Diversification Opportunities for SL Green and Corporate Office
0.87 | Correlation Coefficient |
Very poor diversification
The 3 months correlation between GEI and Corporate is 0.87. Overlapping area represents the amount of risk that can be diversified away by holding SL Green Realty and Corporate Office Properties in the same portfolio, assuming nothing else is changed. The correlation between historical prices or returns on Corporate Office Pro and SL Green is a relative statistical measure of the degree to which these equity instruments tend to move together. The correlation coefficient measures the extent to which returns on SL Green Realty are associated (or correlated) with Corporate Office. Values of the correlation coefficient range from -1 to +1, where. The correlation of zero (0) is possible when the price movement of Corporate Office Pro has no effect on the direction of SL Green i.e., SL Green and Corporate Office go up and down completely randomly.
Pair Corralation between SL Green and Corporate Office
Assuming the 90 days horizon SL Green Realty is expected to generate 1.26 times more return on investment than Corporate Office. However, SL Green is 1.26 times more volatile than Corporate Office Properties. It trades about 0.16 of its potential returns per unit of risk. Corporate Office Properties is currently generating about 0.07 per unit of risk. If you would invest 7,041 in SL Green Realty on August 28, 2024 and sell it today you would earn a total of 471.00 from holding SL Green Realty or generate 6.69% return on investment over 90 days.
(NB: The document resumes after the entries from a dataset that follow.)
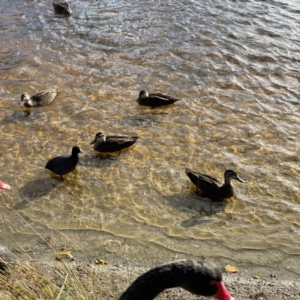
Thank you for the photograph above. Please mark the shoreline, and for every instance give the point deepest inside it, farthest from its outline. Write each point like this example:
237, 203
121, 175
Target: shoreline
109, 280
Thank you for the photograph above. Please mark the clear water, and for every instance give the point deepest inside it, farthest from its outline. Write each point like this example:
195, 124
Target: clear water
236, 66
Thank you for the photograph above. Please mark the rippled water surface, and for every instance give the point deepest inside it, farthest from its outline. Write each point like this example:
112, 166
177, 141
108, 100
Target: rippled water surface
235, 64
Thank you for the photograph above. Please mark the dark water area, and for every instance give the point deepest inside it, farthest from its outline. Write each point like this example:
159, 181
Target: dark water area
235, 64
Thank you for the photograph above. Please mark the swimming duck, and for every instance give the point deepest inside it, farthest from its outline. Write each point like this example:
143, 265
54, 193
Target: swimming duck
42, 98
62, 8
211, 187
155, 99
62, 165
112, 143
4, 186
198, 277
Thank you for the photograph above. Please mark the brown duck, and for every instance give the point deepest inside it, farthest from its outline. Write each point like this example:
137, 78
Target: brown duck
210, 187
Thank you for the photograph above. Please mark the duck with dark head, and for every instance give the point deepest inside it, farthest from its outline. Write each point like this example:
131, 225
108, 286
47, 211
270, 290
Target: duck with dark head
210, 187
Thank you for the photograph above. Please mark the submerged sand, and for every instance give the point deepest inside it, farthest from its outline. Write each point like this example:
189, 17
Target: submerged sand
112, 280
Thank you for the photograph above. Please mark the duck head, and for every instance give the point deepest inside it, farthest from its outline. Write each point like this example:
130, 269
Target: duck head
229, 174
143, 94
99, 137
24, 98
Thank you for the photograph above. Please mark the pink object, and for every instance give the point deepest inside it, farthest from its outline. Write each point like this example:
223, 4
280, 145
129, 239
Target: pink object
4, 186
222, 293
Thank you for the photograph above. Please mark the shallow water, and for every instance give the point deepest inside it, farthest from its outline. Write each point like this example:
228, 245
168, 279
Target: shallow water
236, 66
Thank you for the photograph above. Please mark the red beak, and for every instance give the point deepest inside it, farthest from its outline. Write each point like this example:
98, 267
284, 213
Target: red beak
222, 293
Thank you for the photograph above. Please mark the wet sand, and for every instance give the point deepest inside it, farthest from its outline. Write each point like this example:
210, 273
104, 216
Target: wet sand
112, 280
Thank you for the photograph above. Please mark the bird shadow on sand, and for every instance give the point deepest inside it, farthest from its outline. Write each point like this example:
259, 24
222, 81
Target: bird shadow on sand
34, 190
201, 208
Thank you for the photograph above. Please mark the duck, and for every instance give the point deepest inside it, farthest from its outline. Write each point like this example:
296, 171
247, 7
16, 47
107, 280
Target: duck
199, 277
112, 143
62, 165
210, 187
42, 98
154, 100
62, 8
4, 186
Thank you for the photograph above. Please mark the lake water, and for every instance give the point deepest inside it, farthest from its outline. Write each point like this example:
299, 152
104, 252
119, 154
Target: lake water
236, 66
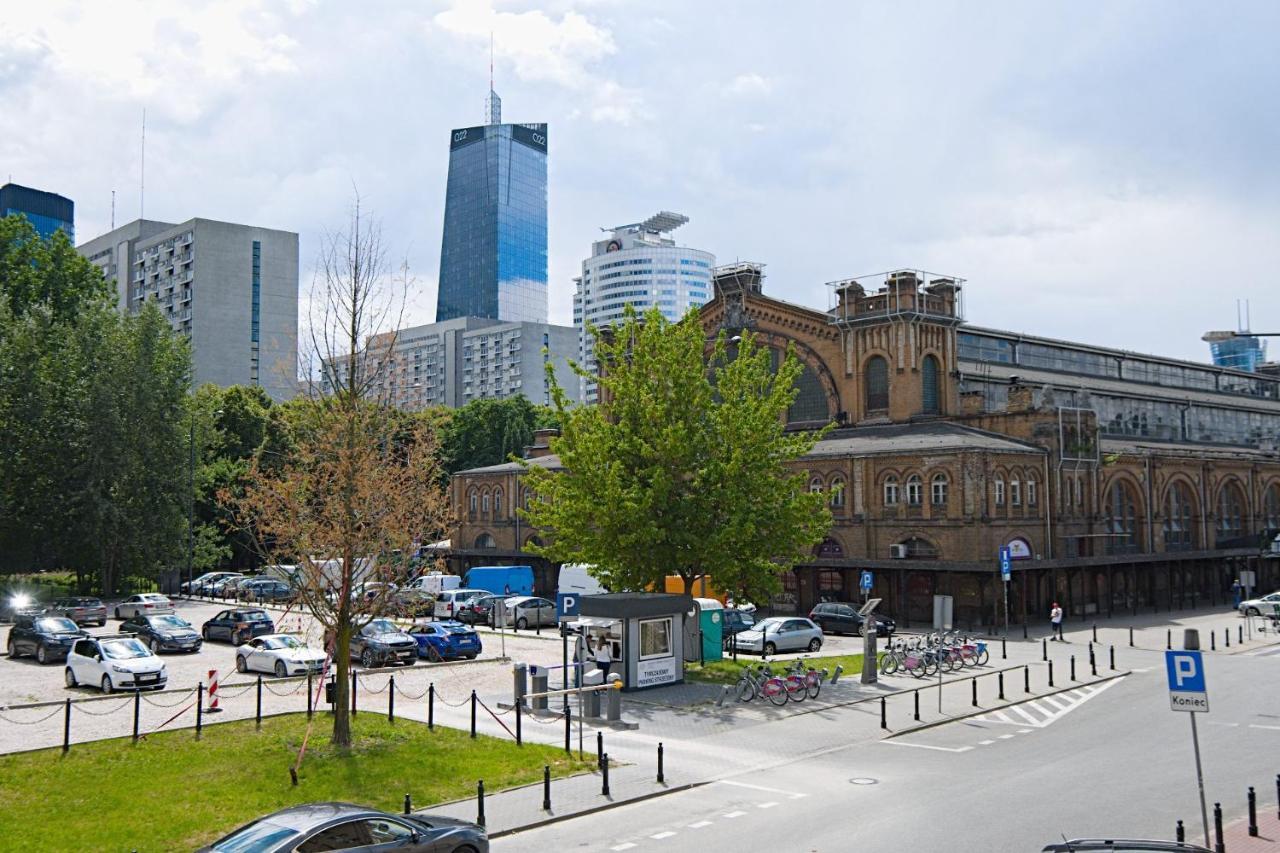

Time Period | 3 Months [change] |
Direction | Moves Together |
Strength | Strong |
Accuracy | 100.0% |
Values | Daily Returns |
SL Green Realty vs. Corporate Office Properties
Performance |
Timeline |
SL Green Realty |
Corporate Office Pro |
SL Green and Corporate Office Volatility Contrast
Predicted Return Density |
Returns |
Pair Trading with SL Green and Corporate Office
The main advantage of trading using opposite SL Green and Corporate Office positions is that it hedges away some unsystematic risk. Because of two separate transactions, even if SL Green position performs unexpectedly, Corporate Office can make up some of the losses. Pair trading also minimizes risk from directional movements in the market. For example, if an entire industry or sector drops because of unexpected headlines, the short position in Corporate Office will offset losses from the drop in Corporate Office's long position.The idea behind SL Green Realty and Corporate Office Properties pairs trading is to make the combined position market-neutral, meaning the overall market's direction will not affect its win or loss (or potential downside or upside). This can be achieved by designing a pairs trade with two highly correlated stocks or equities that operate in a similar space or sector, making it possible to obtain profits through simple and relatively low-risk investment.Corporate Office vs. COLUMBIA SPORTSWEAR | Corporate Office vs. WILLIS LEASE FIN | Corporate Office vs. USWE SPORTS AB | Corporate Office vs. DICKS Sporting Goods |
Check out your portfolio center.Note that this page's information should be used as a complementary analysis to find the right mix of equity instruments to add to your existing portfolios or create a brand new portfolio. You can also try the Cryptocurrency Center module to build and monitor diversified portfolio of extremely risky digital assets and cryptocurrency.